THE DEAD POETS SOCIETY

 

Voices from the present echo the past!

Great words, awe inspiring have remained steadfast.

Reverence of thought and spiritual death

beckon to that fibre of inner self.

 

The pages of history cannot be erased.

The actions of the present cannot be undone.

But the record of the future can be written

by the innovation and motivation to come!

 

Conformity by it self stifles thought,

removes the will to dream,

limits those horizons yet to be sought,

represses the source from where innovation will stream.

 

The individual who will see beyond today,

creative in mind and active in play;

Here the secret may lie of life’s wonder,

of the mystery and the solution for us to ponder.

 

Notable poets are mostly dead!

The words of interpretation are now read.

Insight of the folly and fickleness of man,

the shortfall of humanity across the ages span.

 

Are the poets our seers and soothsayers

speaking contrary to the established wisdom?

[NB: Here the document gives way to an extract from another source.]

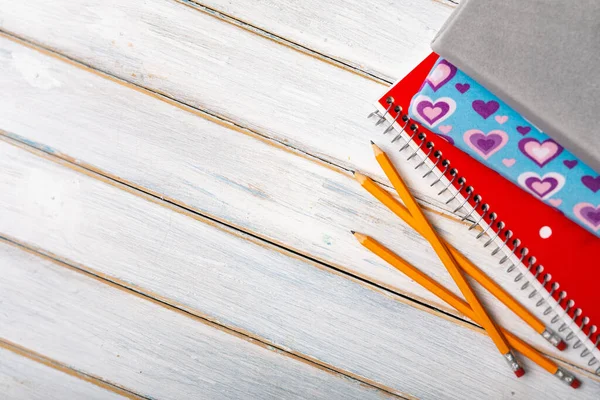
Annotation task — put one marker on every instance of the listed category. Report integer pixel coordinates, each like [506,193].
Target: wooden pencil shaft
[471,269]
[441,250]
[453,300]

Will they influence the political players

who are content to ignore all freedom?

 

Many support freedom of speech!

This the excuse for irresponsibility.

The old poets recorded professionally,

not peddling coarseness in what they preached.

 

There is a duty to be concise,

to strive for elevation in this life.

Man born of earth wishes to fly,

somewhat like the flower must reach for the sky.

 

There is a crudeness, a baseness within,

easily expressed for the simplest thing.

The challenge of growth may be hard to bear.

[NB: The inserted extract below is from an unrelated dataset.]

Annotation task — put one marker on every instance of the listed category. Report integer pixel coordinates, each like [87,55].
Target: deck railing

There is pain in the effort to overcome fear!

 

Standards are set by the actions of the weak;

Those who lack the discipline

to acknowledge a higher plain.

They fail to grow and fall by their failure to seek!

 


Do not be drawn into the shallows to drown!

Let your words be beneficial and your actions sound

to give to another a word of renown:

That truth can be easily found.

 

The dead poets are yet alive.

By their words they continue to thrive

and society will appreciate the truth

by putting aside the lowest and uncouth.